When I scrolled down to the comments I learned that I wasn't alone in this sentiment. Some people wanted even more. There was a discussion of whether assets or market cap are better measure for the title "Biggest Companies". So, I got to work, found my data source, the Forbes Global 2000. It had all the metrics people wanted to see. After scraping the list in Python, I decided to coalesce some of the industries, by using broader terminology. For example, I labeled "Major Banks", "Diversified Insurance" and "Investment Services" as an all-encompassing and more understandable "Finance and Insurance" industry.
Then I created my first graph. It was a treemap, just like the image on reddit, but with profit instead of revenue. I was immediately displeased with the result. I had a graph of 50 companies, but I had no way of comparing them to the revenue chart from reddit. I knew I had to put them both on the same chart. Also, it is poor form to manipulate two free variables, height and width, to show one dependent value, profit.

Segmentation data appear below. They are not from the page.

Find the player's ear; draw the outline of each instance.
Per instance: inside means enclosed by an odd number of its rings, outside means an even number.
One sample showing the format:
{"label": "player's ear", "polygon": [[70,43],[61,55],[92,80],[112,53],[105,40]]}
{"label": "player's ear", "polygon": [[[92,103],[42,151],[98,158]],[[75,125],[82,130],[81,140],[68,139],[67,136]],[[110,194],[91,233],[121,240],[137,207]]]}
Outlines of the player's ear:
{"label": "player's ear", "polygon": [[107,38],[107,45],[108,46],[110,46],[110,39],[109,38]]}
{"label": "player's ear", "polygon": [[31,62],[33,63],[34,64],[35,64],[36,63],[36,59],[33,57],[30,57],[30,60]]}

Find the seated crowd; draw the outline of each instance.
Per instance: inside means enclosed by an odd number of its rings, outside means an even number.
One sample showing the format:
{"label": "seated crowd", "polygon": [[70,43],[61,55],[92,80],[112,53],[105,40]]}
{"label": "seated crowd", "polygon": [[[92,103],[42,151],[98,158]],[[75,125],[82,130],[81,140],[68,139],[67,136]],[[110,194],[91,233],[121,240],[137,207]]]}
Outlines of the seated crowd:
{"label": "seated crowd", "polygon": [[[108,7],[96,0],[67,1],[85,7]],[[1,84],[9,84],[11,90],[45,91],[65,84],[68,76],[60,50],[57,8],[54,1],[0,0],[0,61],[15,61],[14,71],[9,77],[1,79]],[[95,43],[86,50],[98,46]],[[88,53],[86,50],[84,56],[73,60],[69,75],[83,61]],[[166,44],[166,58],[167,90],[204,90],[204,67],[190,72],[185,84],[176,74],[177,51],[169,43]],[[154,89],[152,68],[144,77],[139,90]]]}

But interestingly from this chart we can see that 40% of the profit of the top 50 companies are finance companies. I think the metric shows a bias towards them because finance companies make money form money. They have relatively low overheads to make gobs of money. Most probably would never think of under taking large risky ventures that would push them into a loss for a year.
Next I made stacked bar chart, where you can see that the height or the bar represents revenue, and the lighted part is profit. This is much more accurate way showing that we have 1-d data. And this shows profit in relation to the total revenue.
I love this chart, it accurately portrays profit and revenue. This is what I would want to see if I was showing the results of an experiment. Yet, I felt like it loses the focus on profit, and instead gets overwhelmed by the big blue bars. At the end of the day, this chart is missing the art in the data visualization.
Which lead to the final graph. Bubbles to show market size. They are accurate in that only one free variable, radius, shows our one dependent value, profit or revenue. It's also beautiful in that the size of the bubble shows size of the revenue.
Final Interactive Result
So, happy with shape of the graph I set out make it interactive. The first thing I did is show country of origin, market cap, and asset value in a tip when a company is hovered over. Also, I made it so companies in the same industry are highlighted when their label is hovered over. And as a cheeky final touch, I made it so the company names rotate when you hover over them. Sometimes the stay rotating, just to keep the graph looking alive.
I have to admit that after spending so much time with the bubbles and knowing exactly what the actual revenue each of the bubbles represented, that I over looked that humans are really bad at judging areas. If I was to go back I would definitely label some of the bubble with that information to give context in the static graph. I am starting to be convinced that bubbles weren’t the right visualization of the data, because it kind of falls into the same problem of the treemap.
Also, looking back I wish I had included some annotations so readers would already be pointed to a few interesting insights.